County settles on road wish list

Widen Highway 9.

Rebuild the U.S. 2 trestle – maybe with some help from a driver toll.

Rebuild some I-5 interchanges.

Widen Highway 522.

Make U.S. 2 safer.

All five popular proposals for road fixes were included on the Regional Transportation Investment District project list the Snohomish County Council adopted Friday.

The council will now send that list – which proposes to spend $1.73 billion on more than 50 Snohomish County projects – to an executive board made up of county council members from Snohomish, King and Pierce counties.

The list needs a few more approvals before going to voters, but since the individual county councils have the final say, Friday’s decision goes a long way toward deciding what will be on the ballot in Snohomish County in November 2007, councilman Dave Gossett said.

“This is it,” he said.

Also Friday, the council selected a boundary for the road tax district, one that now includes Monroe, Snohomish, Lake Stevens, Marysville, Arlington and Tulalip.

Including those cities means it is no longer possible to match boundaries with Sound Transit’s tax district. Officials from both had hoped to merge the boundaries so their road and transit tax packages could appear on the ballot as one measure.

Gossett said matching boundaries became impossible when the east and north county cities declined to join Sound Transit.

Legislation passed last spring requires that the two tax packages be linked on the ballot. Without joint boundaries, voters will see two ballot measures that are connected: If one measure fails, the other automatically fails, too.

So, if there’s going to be one ballot measure, it’s now in the hands of the state Legislature, which would have to write a new law.

Some officials from Sound Transit and the county councils that control the road taxing district have said they worry that having linked but separate ballot measures could confuse voters, causing them to vote no.

As for the road project list, several Snohomish County councilmen offered tweaks on Friday before giving it the thumbs up.

Gossett asked to have the state Department of Transportation study whether it’s feasible to use tolls to help pay for the cost of rebuilding the U.S. 2 trestle.

Councilman Dave Somers asked to use money earmarked for a bypass highway around Monroe to make safety updates to U.S. 2.

“The Monroe bypass is a nice addition, but to me safety is first,” Somers said.

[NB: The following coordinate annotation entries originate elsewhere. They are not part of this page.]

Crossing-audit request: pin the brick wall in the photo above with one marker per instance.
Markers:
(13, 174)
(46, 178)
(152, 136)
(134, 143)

The county won’t know how much those improvements will cost and how viable they are until the state Department of Transportation finishes a U.S. 2 safety study in mid-November.

Somers asked to keep the bypass highway on the table until the safety report is released.

He also asked to steer some of the bypass money to Highway 9, where initial project lists left off the $165 million cost of building a new bridge over the Snohomish River.

At Somers’ request, the council agreed to widen Highway 9 from south to north, pushing as far north as funding allows.

Councilman John Koster asked that a plan to spend $55 million widening the 172nd Street NE corridor in Smokey Point extend all the way to Highway 9. It previously would have gone only as far as 67th Avenue NE.